Many speculate that building on the Aadhaar system that has enrolled over 1.3 billion residents with biometric data would allow seamless integration and age verification. The vague rules and guidelines recently prompted the ZEP foundation to petition the Supreme Court of India for social media regulation, and while the court declined to ban children under 13 from social media – it did direct the relevant authorities to consider its representations for mandatory age verification and biometrics.
As of right now, no measures have been taken to clarify the regulations – prompting calls for clearer guidelines to continue.
How Biometric Age Verification can Safeguard Minors
Leveraging biometric age verification will allow the use of AI-driven facial recognition and other methods to estimate the age of users during registration, and thus enforce the DPDPA. It is far more precise than self-reporting ages, and can increase security, reduce the risk of impersonation, and prevent minors from accessing age-restricted content such as pornography, or targeted advertising.
Pilot programs using AI-driven facial recognition for age verification have reported up to a 95% accuracy rate. However this can be improved further by integrating Aadhaar biometrics for additional verification. It could also streamline verification for government-backed services, and reduce fraud in welfare distribution or financial inclusions.
Risks of Biometric Age Verification
Despite its advantages, biometric age verification does pose a substantial risk to privacy. Most notably, the immutable nature of biometric data means that any data breaches or leaks could have a significantly amplified impact. Unlike other leaks, biometric data cannot be changed leaving little or no remedy in the event of a data breach. The fact that the Aadhaar system has a history of data breaches such as the 2018 incident that exposed millions of records, increases concerns further.
Although the DPDPA classifies biometric data as ‘sensitive’, and requires explicit consent and secure processing – its current draft rules are vague and lack specifics. This could not only enable misuse, but undermine the reliability of age verification biometrics as a whole if it leads to the existence of deepfakes and identity theft.
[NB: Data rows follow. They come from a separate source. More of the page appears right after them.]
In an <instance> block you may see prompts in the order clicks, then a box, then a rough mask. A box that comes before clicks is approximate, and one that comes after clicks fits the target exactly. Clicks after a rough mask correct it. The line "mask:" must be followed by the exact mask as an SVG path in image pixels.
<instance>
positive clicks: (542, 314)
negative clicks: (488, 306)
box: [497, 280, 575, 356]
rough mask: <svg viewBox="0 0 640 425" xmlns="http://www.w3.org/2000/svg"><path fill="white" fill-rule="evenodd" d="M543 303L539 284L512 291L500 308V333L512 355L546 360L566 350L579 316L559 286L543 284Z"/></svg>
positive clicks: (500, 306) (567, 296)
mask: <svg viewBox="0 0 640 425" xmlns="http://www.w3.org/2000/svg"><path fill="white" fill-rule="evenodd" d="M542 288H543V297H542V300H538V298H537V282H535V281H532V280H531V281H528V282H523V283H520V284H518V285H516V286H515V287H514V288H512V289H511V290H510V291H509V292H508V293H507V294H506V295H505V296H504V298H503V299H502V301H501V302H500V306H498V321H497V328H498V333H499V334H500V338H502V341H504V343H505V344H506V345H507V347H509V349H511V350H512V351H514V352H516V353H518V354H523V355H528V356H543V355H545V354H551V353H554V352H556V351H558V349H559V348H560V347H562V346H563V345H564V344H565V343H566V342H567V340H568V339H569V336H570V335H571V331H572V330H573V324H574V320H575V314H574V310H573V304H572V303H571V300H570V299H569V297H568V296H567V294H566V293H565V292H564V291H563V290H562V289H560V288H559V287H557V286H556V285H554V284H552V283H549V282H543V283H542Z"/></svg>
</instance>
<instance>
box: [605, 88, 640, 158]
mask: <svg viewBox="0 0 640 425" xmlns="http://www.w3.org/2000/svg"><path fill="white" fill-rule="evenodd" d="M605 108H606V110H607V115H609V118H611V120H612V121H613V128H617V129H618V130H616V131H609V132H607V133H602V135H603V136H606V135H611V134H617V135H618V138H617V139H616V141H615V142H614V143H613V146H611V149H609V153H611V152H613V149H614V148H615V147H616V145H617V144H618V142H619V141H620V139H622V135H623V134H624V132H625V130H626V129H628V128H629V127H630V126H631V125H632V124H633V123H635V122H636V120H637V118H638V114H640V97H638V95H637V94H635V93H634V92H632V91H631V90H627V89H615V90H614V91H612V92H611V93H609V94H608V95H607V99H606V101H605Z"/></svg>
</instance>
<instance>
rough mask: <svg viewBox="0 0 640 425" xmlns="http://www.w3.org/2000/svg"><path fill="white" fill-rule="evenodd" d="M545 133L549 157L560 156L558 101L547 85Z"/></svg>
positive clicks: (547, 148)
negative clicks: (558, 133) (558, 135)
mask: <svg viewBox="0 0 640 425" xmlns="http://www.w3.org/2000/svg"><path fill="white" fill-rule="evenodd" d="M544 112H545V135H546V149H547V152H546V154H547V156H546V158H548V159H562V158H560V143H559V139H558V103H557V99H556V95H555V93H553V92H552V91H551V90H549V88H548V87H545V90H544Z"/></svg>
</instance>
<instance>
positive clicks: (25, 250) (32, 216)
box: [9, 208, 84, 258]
Furthermore, mandating the use of government identification for verification could exacerbate surveillance concerns. For all the strides it has made, digital literacy in India is still low and marginalized communities are likely to be disproportionately impacted by increased surveillance. Some groups have also suggested that allowing third-party vendors even limited access to biometrics from the Aadhaar system could increase the risk of breaches further.
The Path Forward: Striking a Balance
To fully take advantage of the potential of biometrics for age verification, Indian authorities need to refine their approach and take steps to mitigate privacy threats. In recent years many experts have recommended a wide range of measures such as minimizing data storage, using encryption, and leveraging privacy-enhancing technologies such as token-based zero-knowledge proofs that can verify age without disclosing identities.
The ongoing consultations on the 2025 DPDPA draft rules are the perfect opportunity to strengthen data security. It provides stakeholders with the forum to advocate for models that can mitigate the risks involved, or even suggest hybrid models that combine biometrics with less-intrusive options.
Strengthening regulations and the enforcement power of the Data Protection Board could also help establish a firm set of standards for data protection. For example, it could mandate data protection impact assessments for all biometric systems to ensure compliance and reduce the risk of data breaches.
Overall while the DPDPA signifies substantial progress being made towards protecting children, ultimately it requires greater clarity. Drawing from global lessons such as the EU’s GDPR, or the UK’s OSA can help resolve its vulnerabilities and allow it to provide greater protection without eroding trust. As long as it can strike that balance, it can resolve any concerns that it is a double-edged sword.